MedSpeech
A medical voice-to-text service with AI-enhanced processing. Healthcare professionals upload audio recordings and receive structured, enriched transcripts powered by multiple AI providers.
Overview
A medical voice-to-text service with AI-enhanced processing. Healthcare professionals upload audio recordings and receive structured, enriched transcripts powered by multiple AI providers.
Problem
Medical professionals needed a way to convert spoken clinical notes into structured digital records with additional AI-powered analysis — beyond what commodity transcription services provide for medical contexts.
Solution
Async upload pipeline where audio is queued via Celery, transcribed through OpenAI Whisper, Gemini, and Groq APIs with provider fallback logic, and returned as enriched structured output. Separate microservices handle the landing, dashboard, and processing layers.
Architecture
Upload-first async pipeline: audio → object storage → Celery task triggered → AI provider chain (OpenAI → Gemini → Groq fallback) → post-processing → results stored in PostgreSQL → served via DRF. Status polling endpoint allows frontend to track job progress. Each layer independently deployed via Docker.
Challenges
Orchestrating multi-provider AI calls with graceful fallback when a provider is unavailable or rate-limited.

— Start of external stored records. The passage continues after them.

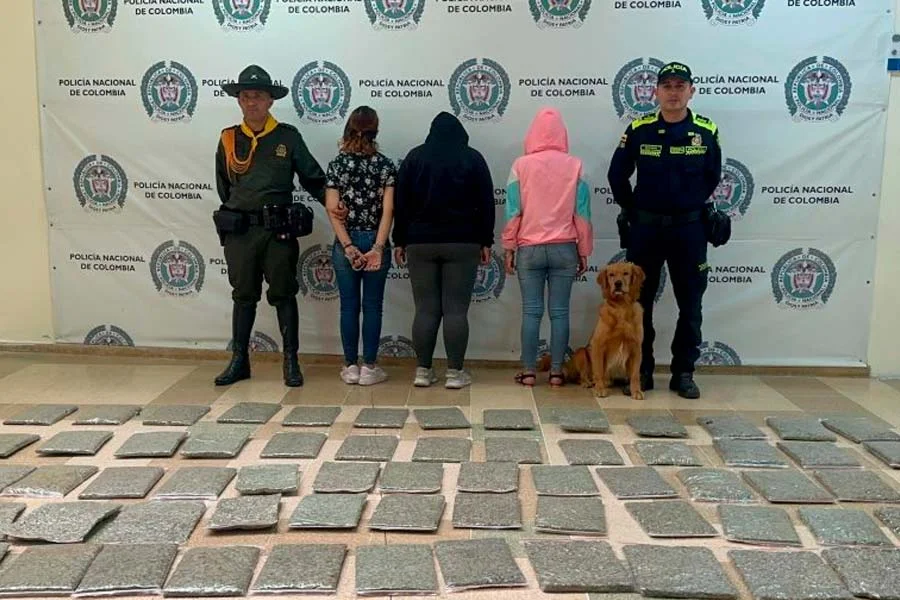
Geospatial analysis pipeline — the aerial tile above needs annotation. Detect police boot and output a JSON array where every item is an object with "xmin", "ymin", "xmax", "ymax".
[
  {"xmin": 275, "ymin": 298, "xmax": 303, "ymax": 387},
  {"xmin": 215, "ymin": 302, "xmax": 256, "ymax": 385},
  {"xmin": 622, "ymin": 371, "xmax": 653, "ymax": 396},
  {"xmin": 669, "ymin": 373, "xmax": 700, "ymax": 400}
]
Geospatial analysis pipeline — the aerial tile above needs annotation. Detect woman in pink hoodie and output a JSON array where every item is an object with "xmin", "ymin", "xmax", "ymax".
[{"xmin": 502, "ymin": 108, "xmax": 594, "ymax": 386}]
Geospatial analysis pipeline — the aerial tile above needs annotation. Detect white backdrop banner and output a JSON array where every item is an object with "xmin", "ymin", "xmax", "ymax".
[{"xmin": 35, "ymin": 0, "xmax": 893, "ymax": 366}]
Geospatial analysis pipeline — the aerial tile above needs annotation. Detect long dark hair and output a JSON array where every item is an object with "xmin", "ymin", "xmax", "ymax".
[{"xmin": 341, "ymin": 106, "xmax": 378, "ymax": 156}]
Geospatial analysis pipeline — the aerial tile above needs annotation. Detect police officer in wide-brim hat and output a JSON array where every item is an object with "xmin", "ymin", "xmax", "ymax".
[
  {"xmin": 222, "ymin": 65, "xmax": 289, "ymax": 100},
  {"xmin": 214, "ymin": 65, "xmax": 325, "ymax": 386}
]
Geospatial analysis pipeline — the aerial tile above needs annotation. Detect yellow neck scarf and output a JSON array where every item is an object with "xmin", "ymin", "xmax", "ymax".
[{"xmin": 222, "ymin": 115, "xmax": 278, "ymax": 175}]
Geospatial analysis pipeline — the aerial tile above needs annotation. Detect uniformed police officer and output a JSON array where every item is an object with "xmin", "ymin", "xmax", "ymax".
[
  {"xmin": 214, "ymin": 65, "xmax": 344, "ymax": 387},
  {"xmin": 608, "ymin": 62, "xmax": 722, "ymax": 398}
]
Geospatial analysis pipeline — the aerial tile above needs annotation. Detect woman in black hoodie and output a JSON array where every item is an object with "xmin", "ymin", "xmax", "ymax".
[{"xmin": 393, "ymin": 112, "xmax": 494, "ymax": 389}]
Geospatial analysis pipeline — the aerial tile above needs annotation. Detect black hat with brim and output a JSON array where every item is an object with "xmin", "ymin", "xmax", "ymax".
[
  {"xmin": 222, "ymin": 65, "xmax": 288, "ymax": 100},
  {"xmin": 656, "ymin": 62, "xmax": 694, "ymax": 84}
]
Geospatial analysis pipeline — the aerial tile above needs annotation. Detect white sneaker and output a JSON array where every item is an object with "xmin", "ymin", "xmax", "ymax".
[
  {"xmin": 359, "ymin": 365, "xmax": 387, "ymax": 385},
  {"xmin": 341, "ymin": 365, "xmax": 359, "ymax": 384},
  {"xmin": 413, "ymin": 367, "xmax": 437, "ymax": 387},
  {"xmin": 444, "ymin": 369, "xmax": 472, "ymax": 390}
]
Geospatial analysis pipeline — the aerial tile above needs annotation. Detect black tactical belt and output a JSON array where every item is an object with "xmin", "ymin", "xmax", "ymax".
[{"xmin": 634, "ymin": 209, "xmax": 703, "ymax": 227}]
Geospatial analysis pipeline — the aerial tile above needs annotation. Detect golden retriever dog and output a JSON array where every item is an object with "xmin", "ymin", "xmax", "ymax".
[{"xmin": 590, "ymin": 262, "xmax": 645, "ymax": 400}]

Designing job status tracking so the frontend could reliably poll or eventually receive webhook callbacks.
Maintaining acceptable transcription latency for clinical use cases without blocking on synchronous AI responses.
Outcomes
Production service processing real medical audio for Medical Toxicology clients.
Multi-provider AI chain provides redundancy and the ability to switch providers without code changes.
Reduced manual clinical transcription time by automating the full audio-to-structured-text pipeline.
Lessons Learned
AI API latency is unpredictable — async-first with polling/webhook patterns is the only production-safe approach.
Provider abstraction layers pay dividends early when you need to swap between OpenAI, Gemini, and Groq.
Medical data requires storage, encryption, and access control from the very first commit.